Fr. Michael Williams

"Rejoice in the Lord always, and again I say rejoice."


05th Sunday of Lent (Year B)

St John in his gospel reveals to us that Jesus’ glory is manifested through His suffering and death on the cross. To the modern mind this is nonsense. How can someone’s suffering and death be their glory? Yet, for Jesus His whole life has been geared towards “this hour” of His crucifixion. Jesus tells Pontius Pilate that it was for this hour that He came into the world.

Our Lord explains His suffering and death imaginatively by comparing it to a wheat grain: “Unless a wheat grain falls on the ground and dies, it remains only a single grain; but if it dies, it yields a rich harvest”. A seed has to die before it produces a harvest. Jesus’ death on the cross is the means by which we are reconciled with God; His cross brings us eternal life. “He Himself bore our sins in His body on the tree, that we might die to sin and live to righteousness. By His wounds you have been healed”.

This is not to say that Jesus somehow enjoyed His suffering, but He knew that it would lead to our salvation. Paradoxically, Jesus’ mortal death leads to our eternal life. Jesus’ suffering was very real. Today we hear Him say, “Now my soul is troubled”. In St Mark’s gospel too Jesus manifests His real agony when He prays: “My God, my God, why have you forsaken me?” Yet, ultimately Jesus knew that His death would lead to our life. “He learnt to obey through suffering; but having been made perfect , he became for all …the source of eternal salvation”. Once Jesus’ ordeal is complete His last words are, “It is finished”. Suffering is finished as He moves towards the incorruptible and glorious life of the Resurrection.

However, Jesus not only seals our salvation through His cross, He also teaches us how to suffer, because suffering is part of the mystery of the human condition, and we all experience it in one form or another. We have famous examples of people who suffered agony and pain; people like Pope John Paul II or Mother Teresa of Calcutta. Throughout their lives, and towards the end of their lives, they united themselves to the Lord and His sufferings. I see men and women of faith doing this all the time in the Royal hospital. People who prepare well for their final “hour” by living a life close to Jesus, despite the pain. When their hours come they were ready.

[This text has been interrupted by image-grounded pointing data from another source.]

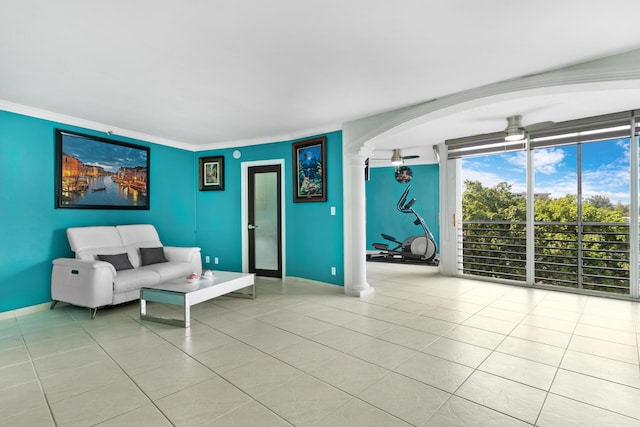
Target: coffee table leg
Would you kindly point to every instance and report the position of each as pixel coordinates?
(187, 311)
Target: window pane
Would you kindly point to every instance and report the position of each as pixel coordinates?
(605, 216)
(493, 212)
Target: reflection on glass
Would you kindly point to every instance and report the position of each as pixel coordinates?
(266, 218)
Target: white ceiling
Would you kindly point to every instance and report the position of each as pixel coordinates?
(205, 74)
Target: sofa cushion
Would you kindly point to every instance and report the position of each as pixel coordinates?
(152, 255)
(119, 261)
(128, 280)
(170, 270)
(137, 236)
(87, 242)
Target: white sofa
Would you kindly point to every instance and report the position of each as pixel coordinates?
(90, 282)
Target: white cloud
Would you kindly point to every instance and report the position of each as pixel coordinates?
(490, 179)
(547, 160)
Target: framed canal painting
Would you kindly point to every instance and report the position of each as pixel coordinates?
(211, 173)
(97, 173)
(310, 170)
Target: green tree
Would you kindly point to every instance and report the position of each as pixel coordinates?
(494, 238)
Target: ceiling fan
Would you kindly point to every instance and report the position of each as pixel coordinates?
(516, 132)
(397, 158)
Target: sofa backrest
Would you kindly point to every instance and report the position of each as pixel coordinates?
(138, 236)
(87, 242)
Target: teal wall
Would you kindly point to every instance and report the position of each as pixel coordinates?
(383, 192)
(33, 232)
(314, 238)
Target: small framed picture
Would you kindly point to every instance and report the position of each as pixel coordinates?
(310, 171)
(211, 173)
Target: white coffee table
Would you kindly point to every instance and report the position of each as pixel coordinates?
(184, 294)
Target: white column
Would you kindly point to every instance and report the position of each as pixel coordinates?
(355, 226)
(450, 212)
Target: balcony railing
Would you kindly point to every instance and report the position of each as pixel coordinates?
(593, 256)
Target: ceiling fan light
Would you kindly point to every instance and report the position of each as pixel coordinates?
(396, 158)
(514, 130)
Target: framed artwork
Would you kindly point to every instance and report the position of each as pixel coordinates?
(98, 173)
(211, 172)
(310, 170)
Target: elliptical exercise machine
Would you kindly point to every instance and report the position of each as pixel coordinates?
(419, 248)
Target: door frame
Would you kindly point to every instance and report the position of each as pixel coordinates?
(244, 208)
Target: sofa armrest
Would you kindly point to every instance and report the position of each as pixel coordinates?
(81, 282)
(192, 255)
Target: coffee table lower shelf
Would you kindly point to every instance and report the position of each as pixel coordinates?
(184, 294)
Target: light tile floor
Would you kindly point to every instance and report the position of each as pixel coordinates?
(423, 350)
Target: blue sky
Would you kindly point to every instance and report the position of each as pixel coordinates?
(605, 170)
(108, 156)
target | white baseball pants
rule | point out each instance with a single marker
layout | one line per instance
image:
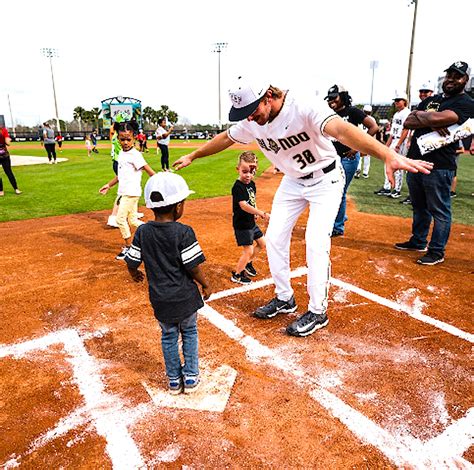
(323, 195)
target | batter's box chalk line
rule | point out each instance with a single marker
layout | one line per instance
(412, 311)
(403, 450)
(212, 394)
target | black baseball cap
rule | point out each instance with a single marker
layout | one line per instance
(245, 98)
(460, 66)
(334, 91)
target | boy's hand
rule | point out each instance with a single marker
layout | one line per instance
(206, 292)
(137, 275)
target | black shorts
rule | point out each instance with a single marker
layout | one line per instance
(248, 236)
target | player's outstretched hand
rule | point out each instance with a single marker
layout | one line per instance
(206, 292)
(104, 189)
(183, 162)
(399, 162)
(136, 274)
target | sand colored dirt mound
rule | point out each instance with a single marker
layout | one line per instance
(386, 384)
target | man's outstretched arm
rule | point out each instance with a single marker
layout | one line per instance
(217, 144)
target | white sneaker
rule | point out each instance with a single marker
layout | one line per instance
(112, 221)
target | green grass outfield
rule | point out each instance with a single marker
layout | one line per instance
(72, 187)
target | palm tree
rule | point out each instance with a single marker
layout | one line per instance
(78, 115)
(95, 114)
(148, 114)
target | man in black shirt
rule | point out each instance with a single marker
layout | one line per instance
(430, 194)
(340, 101)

We must be ready too because we all will have a final “hour”. Our life is a preparation for this “hour”, just as it was for Our Lord. When we pray the ‘Hail Mary’ we pray: “Holy Mary Mother of God pray for us sinners now, and at the hour of our death”. She was praying for Jesus at the hour of His death, so it’s good that we ask her to be with us at our own “hour”. We need to ask the angels and saints to be with us at that hour as well.

Especially, let us draw strength from Jesus and His “hour”, which is our hope, our salvation and our access into eternal life. Jesus Christ has conquered suffering by His death and Resurrection. “The hour of our death” is the most important hour of our lives, so let us prepare well for it by trusting in God’s great love for us, which is manifested to us by the Cross, which is the only key that opens the door to eternal life for us.